Heart Facts – 28 Interesting Facts About Heart

heart facts

Heart facts: Interesting facts about heart. The heart has been quoted in poems and writings as something related to emotions. However this is not true but still it is the most important organ of the body after the brain and for a long life expectancy it must be kept in fit and prime state.

Heart Facts

The heart is the strongest muscle in the body which contracts and relaxes and pumps blood from birth to death. The only other muscle which can reach anywhere near the efficiency and performance of the cardiac muscles is the uterine muscles which contracts at child birth. However it is active for a small period of time.

Heart diseases are the number one killer of Americans.

Depressions and stress augments the risk of having a heart attack.

Depression puts you at higher risk for having a heart attack. Depression is particularly bad in females and it makes the risk of having a heart attack twice as compared to males.

The heart rarely gets a respite and works 24 -7-365 days as long as one lives. It gets a little rest when a person is sleeping but never stops.

The heart of an average person beats 100000 times a day. Roughly calculated it means once every second or 60 to 100 times in a minute. However it could also beat at 86000 a day or up to 144000 times per day.

The heart rate depends upon a number of factor including age and fitness levels. As a child grows older the rate falls. A new born baby’s heart beats from 70 to 100 beats per minute while that of an athlete can be 40 to 60 bpm mainly because the fitness makes the heart beat more efficiently and pump more blood in every beat.

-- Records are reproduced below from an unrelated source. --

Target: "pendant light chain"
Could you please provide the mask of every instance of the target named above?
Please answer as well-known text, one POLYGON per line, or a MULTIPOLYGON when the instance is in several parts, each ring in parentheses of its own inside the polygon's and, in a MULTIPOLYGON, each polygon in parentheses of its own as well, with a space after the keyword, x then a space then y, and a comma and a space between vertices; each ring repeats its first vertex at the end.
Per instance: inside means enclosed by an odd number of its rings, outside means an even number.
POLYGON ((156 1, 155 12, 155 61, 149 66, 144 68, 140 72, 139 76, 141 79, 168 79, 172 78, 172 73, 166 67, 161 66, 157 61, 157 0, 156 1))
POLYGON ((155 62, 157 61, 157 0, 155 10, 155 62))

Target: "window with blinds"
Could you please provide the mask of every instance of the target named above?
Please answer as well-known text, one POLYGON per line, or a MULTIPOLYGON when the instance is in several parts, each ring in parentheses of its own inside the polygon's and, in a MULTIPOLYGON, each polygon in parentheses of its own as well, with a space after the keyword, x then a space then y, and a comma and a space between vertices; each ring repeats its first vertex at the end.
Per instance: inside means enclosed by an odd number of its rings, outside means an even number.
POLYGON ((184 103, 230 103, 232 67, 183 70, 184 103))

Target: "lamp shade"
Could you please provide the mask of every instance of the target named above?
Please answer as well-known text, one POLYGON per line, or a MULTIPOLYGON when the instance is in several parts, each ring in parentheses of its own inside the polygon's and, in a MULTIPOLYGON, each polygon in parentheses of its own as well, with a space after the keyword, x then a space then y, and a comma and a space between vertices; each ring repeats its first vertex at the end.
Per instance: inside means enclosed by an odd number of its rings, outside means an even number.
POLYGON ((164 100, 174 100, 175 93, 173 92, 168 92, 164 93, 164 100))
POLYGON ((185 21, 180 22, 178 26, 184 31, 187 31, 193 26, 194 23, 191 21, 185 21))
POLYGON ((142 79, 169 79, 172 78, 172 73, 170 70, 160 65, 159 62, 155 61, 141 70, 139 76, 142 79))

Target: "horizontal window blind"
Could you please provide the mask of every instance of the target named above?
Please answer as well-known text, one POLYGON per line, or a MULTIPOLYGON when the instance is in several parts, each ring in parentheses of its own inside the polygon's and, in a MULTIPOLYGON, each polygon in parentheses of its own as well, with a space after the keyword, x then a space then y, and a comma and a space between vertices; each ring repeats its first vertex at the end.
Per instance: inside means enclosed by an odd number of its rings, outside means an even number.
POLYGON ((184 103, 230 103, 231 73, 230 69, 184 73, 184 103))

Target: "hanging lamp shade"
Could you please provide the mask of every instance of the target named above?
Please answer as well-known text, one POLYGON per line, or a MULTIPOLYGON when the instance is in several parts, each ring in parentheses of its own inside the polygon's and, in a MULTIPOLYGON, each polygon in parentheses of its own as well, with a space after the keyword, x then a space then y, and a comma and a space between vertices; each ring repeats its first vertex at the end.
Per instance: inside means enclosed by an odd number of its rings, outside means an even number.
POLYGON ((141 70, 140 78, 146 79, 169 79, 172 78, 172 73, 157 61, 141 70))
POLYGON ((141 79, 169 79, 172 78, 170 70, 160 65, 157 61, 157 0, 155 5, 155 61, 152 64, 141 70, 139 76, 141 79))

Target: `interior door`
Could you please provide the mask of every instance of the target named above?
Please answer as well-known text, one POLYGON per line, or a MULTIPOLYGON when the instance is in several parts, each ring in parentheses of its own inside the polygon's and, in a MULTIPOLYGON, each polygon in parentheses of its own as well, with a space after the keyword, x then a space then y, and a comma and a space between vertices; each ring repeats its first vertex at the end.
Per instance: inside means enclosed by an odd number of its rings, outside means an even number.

The heart is made up of three layers of cells –the outer protective cover, pericardium, a thick muscular layer of specialized cells which makes much of the thick muscular wall and endocardium which is the thin inner layer of the heart.

The heart is just like a pump which pumps five quarts of blood through an intricate and complex net of blood vessels which can extend up to 60000 miles.

The heart of a human like most mammals have four chambers which keeps the oxygenated and the deoxygenated or impure completely separate. The heart has a complex system of valves which ensures that blood does not flow in the reverse direction or gets mixed with impure blood.